Puerto Rico legislators on Friday rushed to try to approve a budget amid debate on how best to revive the U.S. territory's economy, which the New York Federal Reserve president warns has not yet bottomed out.

The proposed $9.8 billion operating budget proposes a flurry of new taxes while seeking to boost the island's education system and rescue a crumbling public pension system. The local House of Representatives recently approved the budget, but is meeting again to evaluate several amendments that the Senate sought to add.

"We are facing a gradual fiscal deterioration that is affecting the capacity to generate needed revenue," reads a measure that legislators are reviewing. "The magnitude of the reality we're facing cannot be avoided."

Puerto Rico is struggling to emerge from a seven-year recession while trying to reduce a $1.2 billion deficit and $69 billion in public debt. The island of 3.7 million people also has a nearly 14 percent unemployment rate, higher than any U.S. state.

William Dudley, New York Federal Reserve president, said Thursday that the island's job situation has weakened.

"Puerto Rico's economy is not faring well at all," he said.

A further threat to the island's economy are thousands of government workers angered over the public pension reform who have said they plan to retire before it's approved.
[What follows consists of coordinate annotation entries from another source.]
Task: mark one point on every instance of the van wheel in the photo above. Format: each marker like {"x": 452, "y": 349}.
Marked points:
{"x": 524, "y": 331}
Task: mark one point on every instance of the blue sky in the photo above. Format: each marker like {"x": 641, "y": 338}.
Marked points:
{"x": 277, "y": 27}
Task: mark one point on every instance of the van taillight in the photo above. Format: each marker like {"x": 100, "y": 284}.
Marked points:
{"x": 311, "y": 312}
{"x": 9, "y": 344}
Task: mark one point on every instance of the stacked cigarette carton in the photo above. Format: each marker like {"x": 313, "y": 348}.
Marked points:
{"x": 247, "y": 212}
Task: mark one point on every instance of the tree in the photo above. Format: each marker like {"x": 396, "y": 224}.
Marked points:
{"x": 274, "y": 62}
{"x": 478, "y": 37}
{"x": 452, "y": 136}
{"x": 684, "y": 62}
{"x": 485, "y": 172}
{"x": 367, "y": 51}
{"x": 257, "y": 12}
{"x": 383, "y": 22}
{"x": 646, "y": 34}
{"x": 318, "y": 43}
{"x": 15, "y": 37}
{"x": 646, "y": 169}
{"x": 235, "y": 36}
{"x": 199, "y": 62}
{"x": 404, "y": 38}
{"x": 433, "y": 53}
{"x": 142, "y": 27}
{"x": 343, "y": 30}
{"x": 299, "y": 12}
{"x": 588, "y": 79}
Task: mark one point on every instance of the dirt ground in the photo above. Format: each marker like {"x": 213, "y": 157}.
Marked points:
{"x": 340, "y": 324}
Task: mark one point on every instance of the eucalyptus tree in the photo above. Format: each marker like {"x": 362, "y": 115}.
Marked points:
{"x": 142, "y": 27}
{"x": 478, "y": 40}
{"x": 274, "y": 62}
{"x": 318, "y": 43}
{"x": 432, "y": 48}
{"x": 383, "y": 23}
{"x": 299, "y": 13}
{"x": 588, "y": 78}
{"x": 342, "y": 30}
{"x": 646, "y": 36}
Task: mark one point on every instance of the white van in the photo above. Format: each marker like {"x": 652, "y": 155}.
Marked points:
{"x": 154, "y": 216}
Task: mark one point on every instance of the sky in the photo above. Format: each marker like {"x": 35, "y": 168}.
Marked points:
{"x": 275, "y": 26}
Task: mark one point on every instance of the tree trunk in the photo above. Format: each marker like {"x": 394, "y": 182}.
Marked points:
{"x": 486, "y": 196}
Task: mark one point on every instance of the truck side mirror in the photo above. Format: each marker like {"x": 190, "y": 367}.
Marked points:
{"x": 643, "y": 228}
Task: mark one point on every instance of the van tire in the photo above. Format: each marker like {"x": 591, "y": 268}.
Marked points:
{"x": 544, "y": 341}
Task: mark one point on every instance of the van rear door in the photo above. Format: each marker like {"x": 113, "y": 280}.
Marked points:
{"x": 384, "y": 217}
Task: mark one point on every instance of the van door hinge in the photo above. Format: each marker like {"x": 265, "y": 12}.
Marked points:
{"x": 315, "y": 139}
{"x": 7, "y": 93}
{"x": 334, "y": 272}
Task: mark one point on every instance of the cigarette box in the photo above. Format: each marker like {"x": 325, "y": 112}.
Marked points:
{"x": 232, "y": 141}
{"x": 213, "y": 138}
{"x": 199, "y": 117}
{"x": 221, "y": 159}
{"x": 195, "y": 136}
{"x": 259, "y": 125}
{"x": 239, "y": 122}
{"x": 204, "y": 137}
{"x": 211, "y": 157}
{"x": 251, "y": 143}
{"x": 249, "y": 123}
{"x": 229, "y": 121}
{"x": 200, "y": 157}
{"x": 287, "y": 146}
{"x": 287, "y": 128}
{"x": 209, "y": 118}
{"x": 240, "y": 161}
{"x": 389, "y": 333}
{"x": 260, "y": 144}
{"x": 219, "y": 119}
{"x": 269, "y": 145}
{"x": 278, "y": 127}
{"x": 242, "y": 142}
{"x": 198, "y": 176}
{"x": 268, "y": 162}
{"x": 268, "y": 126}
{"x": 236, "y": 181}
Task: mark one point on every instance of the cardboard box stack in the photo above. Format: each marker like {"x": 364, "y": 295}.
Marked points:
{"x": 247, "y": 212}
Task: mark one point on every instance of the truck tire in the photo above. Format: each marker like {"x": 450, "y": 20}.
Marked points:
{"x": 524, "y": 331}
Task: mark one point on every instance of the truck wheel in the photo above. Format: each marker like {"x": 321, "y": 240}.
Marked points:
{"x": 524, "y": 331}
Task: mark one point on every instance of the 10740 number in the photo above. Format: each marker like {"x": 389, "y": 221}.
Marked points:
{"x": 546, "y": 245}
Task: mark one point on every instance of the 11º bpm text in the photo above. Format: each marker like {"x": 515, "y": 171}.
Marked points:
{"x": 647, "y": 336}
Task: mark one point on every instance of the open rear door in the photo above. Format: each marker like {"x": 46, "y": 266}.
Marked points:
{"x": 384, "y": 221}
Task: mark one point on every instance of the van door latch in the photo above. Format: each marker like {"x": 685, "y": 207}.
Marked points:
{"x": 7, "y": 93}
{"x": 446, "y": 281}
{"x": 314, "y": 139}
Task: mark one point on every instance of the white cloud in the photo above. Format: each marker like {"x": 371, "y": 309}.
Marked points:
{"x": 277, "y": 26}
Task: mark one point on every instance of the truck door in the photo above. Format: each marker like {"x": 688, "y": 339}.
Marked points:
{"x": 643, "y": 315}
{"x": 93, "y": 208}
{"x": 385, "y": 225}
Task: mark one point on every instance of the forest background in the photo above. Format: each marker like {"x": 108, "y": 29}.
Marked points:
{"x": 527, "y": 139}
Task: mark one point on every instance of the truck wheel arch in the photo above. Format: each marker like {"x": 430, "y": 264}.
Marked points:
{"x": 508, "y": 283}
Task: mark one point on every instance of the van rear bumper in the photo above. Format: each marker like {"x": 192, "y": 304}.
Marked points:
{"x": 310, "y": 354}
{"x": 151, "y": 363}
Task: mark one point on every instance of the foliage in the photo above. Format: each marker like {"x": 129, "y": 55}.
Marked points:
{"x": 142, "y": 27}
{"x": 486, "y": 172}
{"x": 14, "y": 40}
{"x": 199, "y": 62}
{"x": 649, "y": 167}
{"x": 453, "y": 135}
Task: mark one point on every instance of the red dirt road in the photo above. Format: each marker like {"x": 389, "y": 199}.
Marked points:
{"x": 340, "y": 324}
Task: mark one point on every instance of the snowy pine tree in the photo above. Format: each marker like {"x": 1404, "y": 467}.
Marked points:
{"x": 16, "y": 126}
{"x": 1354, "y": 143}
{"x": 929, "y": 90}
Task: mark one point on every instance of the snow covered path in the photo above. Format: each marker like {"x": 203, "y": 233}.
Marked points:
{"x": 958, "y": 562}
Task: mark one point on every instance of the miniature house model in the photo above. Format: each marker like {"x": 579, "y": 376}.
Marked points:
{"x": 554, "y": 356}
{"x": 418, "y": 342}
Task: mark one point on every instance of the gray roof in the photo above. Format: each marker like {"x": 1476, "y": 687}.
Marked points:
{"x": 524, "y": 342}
They recently filed a lawsuit claiming the reform was unconstitutional, but Puerto Rico's Supreme Court dismissed the case on Wednesday. Moody's ratings agency praised the ruling, which workers said they would challenge.

On Friday, the president of the Police Union claimed that hundreds of officers already have quit and that more will follow.

"This country will face a deep social crisis," Jose Marin said.

Gov. Alejandro Garcia Padilla has said there's an urgent need for the reform, which calls for increased employee contributions, a higher retirement age and reduced benefits and monthly pensions for certain workers.

Garcia has said he will seek upgrades from Moody's and other ratings agencies after the budget is approved. That could lower borrowing costs. The U.S. territory's general obligation bond debt is currently hovering above junk status.

Legislators say the proposed new taxes would generate nearly $1.4 billion in revenue. One tax alone is forecast to bring in $439 million as it targets companies making more than $1 million in sales.

Lawmakers also plan to increase corporate tax rates to 39 percent to help generate some $270 million.

But Sen. Tomas Rivera Schatz of the opposition New Progressive Party told reporters Friday that legislators from the governor's Popular Democratic Party "have not yet been able to match up the numbers properly."

"They are overestimating the amount of money they can generate," he said.

Puerto Rico resident commissioner Pedro Pierluisi also has warned that some of the new taxes will lead to higher-priced goods and dampen a push to create new jobs.

The proposed budget has to be approved before July 1 and is $65 million smaller than the one proposed by the governor. Anibal Jose Torres, spokesman of the governor's party, said he expects several measures that are still being debated to be approved by Sunday.